Muchos de ustedes, confirmandos, podrían diferir con nosotros los animadores, casi fanáticos de ir a misa, con que la celebración de esta ceremonia podría ser más divertida y que de hecho no es tan necesaria, pues Dios está en todas partes por lo tanto ir a misa no sería tan importante, pero ¡No! Porque no es lo mismo hablar por teléfono que ir a la casa de tu amigo donde él te atienda y te haga sentir que eres importante para él, como tampoco es lo mismo que él llegue a tu casa y que tú lo recibas. En la misa, vivimos esas dos cosas, pues el templo es la casa de ambos amigos, donde Dios y nosotros han abierto el corazón para amar.
En la Eucaristía recibimos el Cuerpo de Cristo, sacrificio de amor eterno que nuestro humilde hermano vivió por voluntad propia, pues aunque algunos no se lo hayan preguntado, Jesús no debía sufrir tanto para poder cumplir su misión, hasta un pinchazo con el huso de una aguja nos habría redimido, pero por el infinito amor que nos tenía, escogió los latigazos, la corona de espinas, el camino de cruz y la crucifixión, pues quería cumplir a cabalidad la voluntad del padre. Este acto es el más puro que alguien jamás haya hecho en la historia, Jesús fue un hombre real, que dedicó su vida a reparar las almas perdidas de todos sus hermanos, se arriesgó por los que no creían en él, se acercó a los pecadores, a los rechazados, a los escondidos, y les mostró amor. Su pasión fue la revelación de que la vida no es más que un camino de amor que a veces puede ser difícil y cansador, pero que en nuestra alma es la perfección misma de la felicidad por ser hijos y hermanos de un padre tan misericordioso. Luego, la resurrección es símbolo de la esperanza de la vida eterna, y el anuncio de que el amor es más fuerte que la muerte. Estas tres partes de la vida de Jesús las vivimos en la misa, en un eterno agradecimiento de sus acciones y en ofrenda de nuestro amor para hacer de este mundo la civilización del amor, como todos soñamos.

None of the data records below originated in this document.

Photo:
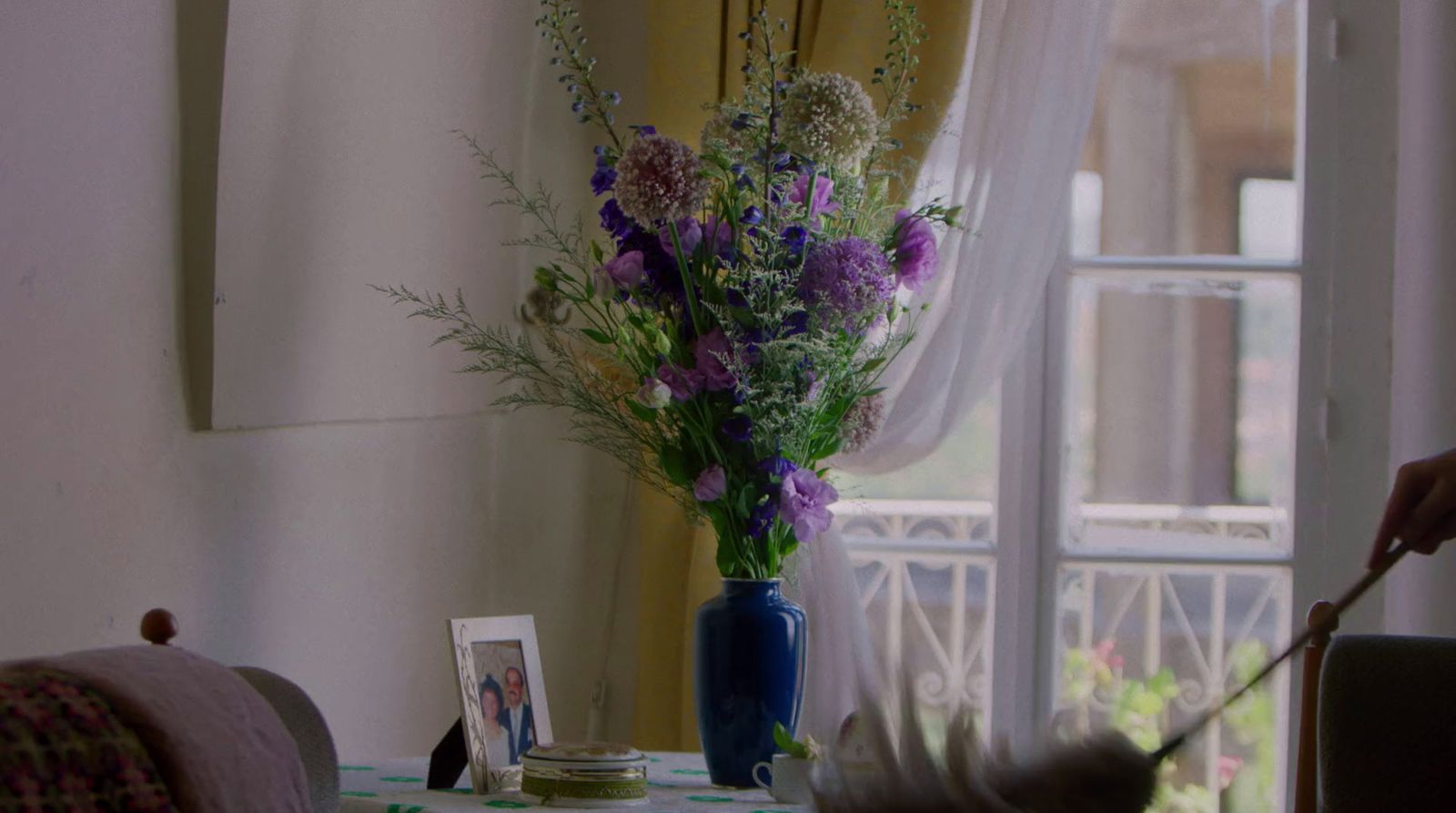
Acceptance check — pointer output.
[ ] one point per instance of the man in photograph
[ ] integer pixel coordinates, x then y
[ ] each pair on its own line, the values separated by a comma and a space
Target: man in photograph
516, 717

Con todo lo anterior, queremos invitarlos a entrar al templo: ¡vayan a misa! Como lo vimos los dos últimos temas, el encuentro con Cristo nos lleva al Anuncio del Reino, y la felicidad de vivir junto a Él nos ayuda a cumplir nuestro rol como jóvenes, el cual se vive plenamente en la celebración de la Santa Misa, pues es ahí donde el padre nos habla a cada uno por nuestro nombre, y nos hace Bienaventurados: alegres de seguirlo y servirlo.